Energy- and time-optimal reconfiguration of spacecraft clusters with collision avoidance

Abstract

Spacecraft cluster reconfiguration is one of the enabling technologies to ensure non-traditional attributes of distributed space systems. This work treats energy- and time-optimal reconfiguration problems for both circular and eccentric reference orbits. Furthermore, typical local and coupling constraints have been taken into account. Particularly, focus is given to two coupling constraints: final configuration constraints and collision avoidance constraints. For final configuration constraints, a parameterization method is applied to ensure that the reconfiguration problem can be solved as only one optimization problem, rather than a large number of optimization problems resulting from the traditional discretization method. A generalized formulation is proposed for non-convex collision avoidance constraints, which are then convexified via linearization and convex restriction technology.
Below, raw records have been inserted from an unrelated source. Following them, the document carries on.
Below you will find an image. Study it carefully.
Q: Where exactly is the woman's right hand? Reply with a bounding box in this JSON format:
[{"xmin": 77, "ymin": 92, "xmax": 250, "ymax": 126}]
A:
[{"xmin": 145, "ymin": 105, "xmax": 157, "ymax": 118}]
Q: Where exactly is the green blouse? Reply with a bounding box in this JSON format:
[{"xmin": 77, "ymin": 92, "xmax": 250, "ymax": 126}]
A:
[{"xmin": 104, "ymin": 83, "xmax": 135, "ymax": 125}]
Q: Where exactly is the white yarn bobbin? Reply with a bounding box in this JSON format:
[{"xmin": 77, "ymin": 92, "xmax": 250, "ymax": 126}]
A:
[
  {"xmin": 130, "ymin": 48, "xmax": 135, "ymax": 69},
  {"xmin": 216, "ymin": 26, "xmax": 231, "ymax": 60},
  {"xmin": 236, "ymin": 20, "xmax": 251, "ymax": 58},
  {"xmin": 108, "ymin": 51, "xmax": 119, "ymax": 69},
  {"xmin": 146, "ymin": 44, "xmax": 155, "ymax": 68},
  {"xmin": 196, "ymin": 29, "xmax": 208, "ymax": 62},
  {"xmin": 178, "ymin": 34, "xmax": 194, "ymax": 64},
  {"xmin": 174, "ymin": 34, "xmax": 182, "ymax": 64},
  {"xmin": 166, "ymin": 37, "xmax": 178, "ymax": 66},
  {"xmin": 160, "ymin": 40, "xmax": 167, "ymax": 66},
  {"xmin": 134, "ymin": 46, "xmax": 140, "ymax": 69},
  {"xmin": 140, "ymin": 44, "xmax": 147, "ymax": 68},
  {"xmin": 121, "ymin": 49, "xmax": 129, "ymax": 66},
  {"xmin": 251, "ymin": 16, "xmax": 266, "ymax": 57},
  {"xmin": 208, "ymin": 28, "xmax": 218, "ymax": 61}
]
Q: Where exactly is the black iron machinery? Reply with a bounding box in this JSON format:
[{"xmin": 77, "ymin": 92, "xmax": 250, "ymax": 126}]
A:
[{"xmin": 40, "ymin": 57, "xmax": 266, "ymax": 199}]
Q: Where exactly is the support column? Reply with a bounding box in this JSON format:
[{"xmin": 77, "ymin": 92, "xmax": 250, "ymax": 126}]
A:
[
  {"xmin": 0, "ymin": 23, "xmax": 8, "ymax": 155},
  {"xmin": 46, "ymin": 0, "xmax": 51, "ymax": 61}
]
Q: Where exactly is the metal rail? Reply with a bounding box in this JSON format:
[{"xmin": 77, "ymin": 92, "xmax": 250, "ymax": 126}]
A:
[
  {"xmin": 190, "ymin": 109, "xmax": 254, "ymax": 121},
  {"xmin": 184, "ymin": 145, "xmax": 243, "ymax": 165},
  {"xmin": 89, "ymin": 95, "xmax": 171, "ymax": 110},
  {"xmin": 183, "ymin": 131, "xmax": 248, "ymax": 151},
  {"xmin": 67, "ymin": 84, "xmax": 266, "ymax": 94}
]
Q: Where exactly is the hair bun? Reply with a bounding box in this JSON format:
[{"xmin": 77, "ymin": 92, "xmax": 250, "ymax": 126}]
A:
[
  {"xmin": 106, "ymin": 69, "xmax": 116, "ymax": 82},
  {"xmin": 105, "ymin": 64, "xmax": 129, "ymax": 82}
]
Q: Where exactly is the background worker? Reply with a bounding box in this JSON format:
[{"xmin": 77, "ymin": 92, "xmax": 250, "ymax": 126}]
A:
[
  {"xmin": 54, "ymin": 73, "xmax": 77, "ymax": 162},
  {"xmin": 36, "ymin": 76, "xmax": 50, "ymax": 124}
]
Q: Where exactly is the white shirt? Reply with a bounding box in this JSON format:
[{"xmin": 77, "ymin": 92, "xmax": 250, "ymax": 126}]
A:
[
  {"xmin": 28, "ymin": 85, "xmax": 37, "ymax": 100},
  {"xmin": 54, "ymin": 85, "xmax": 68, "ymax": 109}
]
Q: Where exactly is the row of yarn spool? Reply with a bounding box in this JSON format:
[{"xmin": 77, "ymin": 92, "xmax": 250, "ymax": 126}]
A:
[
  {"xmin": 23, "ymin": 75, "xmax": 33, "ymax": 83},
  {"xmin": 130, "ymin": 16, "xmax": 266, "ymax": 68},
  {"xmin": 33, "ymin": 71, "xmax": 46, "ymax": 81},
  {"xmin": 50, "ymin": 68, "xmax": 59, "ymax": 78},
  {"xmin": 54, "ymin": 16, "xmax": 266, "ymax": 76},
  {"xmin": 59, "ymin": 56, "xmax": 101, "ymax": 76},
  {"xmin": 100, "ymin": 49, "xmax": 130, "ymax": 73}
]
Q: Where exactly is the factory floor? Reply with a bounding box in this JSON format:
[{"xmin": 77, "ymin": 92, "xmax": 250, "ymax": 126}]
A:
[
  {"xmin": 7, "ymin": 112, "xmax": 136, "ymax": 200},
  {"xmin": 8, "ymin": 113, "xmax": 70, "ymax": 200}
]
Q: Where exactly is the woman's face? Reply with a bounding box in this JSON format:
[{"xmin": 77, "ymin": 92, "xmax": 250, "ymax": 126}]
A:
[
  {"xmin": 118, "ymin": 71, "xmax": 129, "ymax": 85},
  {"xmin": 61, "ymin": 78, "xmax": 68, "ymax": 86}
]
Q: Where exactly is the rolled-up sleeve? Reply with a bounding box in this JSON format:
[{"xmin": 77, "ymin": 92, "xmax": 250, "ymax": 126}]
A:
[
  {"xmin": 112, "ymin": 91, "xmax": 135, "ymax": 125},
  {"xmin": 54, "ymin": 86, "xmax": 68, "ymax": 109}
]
This method provides the affine approximation as a special case. After incorporating above constraints, the reconfiguration problem is formulated as an open-loop optimal control problem, which is solved via the Gauss pseudospectral method (GPM). By virtue of elegant features of GPM, those solutions can serve as a counterpart and stepping stone for a distributed implementation of reconfiguration algorithms. Various simulations demonstrate that minimum-energy/time cluster reconfiguration problems with collision avoidance for circular and eccentric reference orbits can be solved effectively and efficiently using GPM.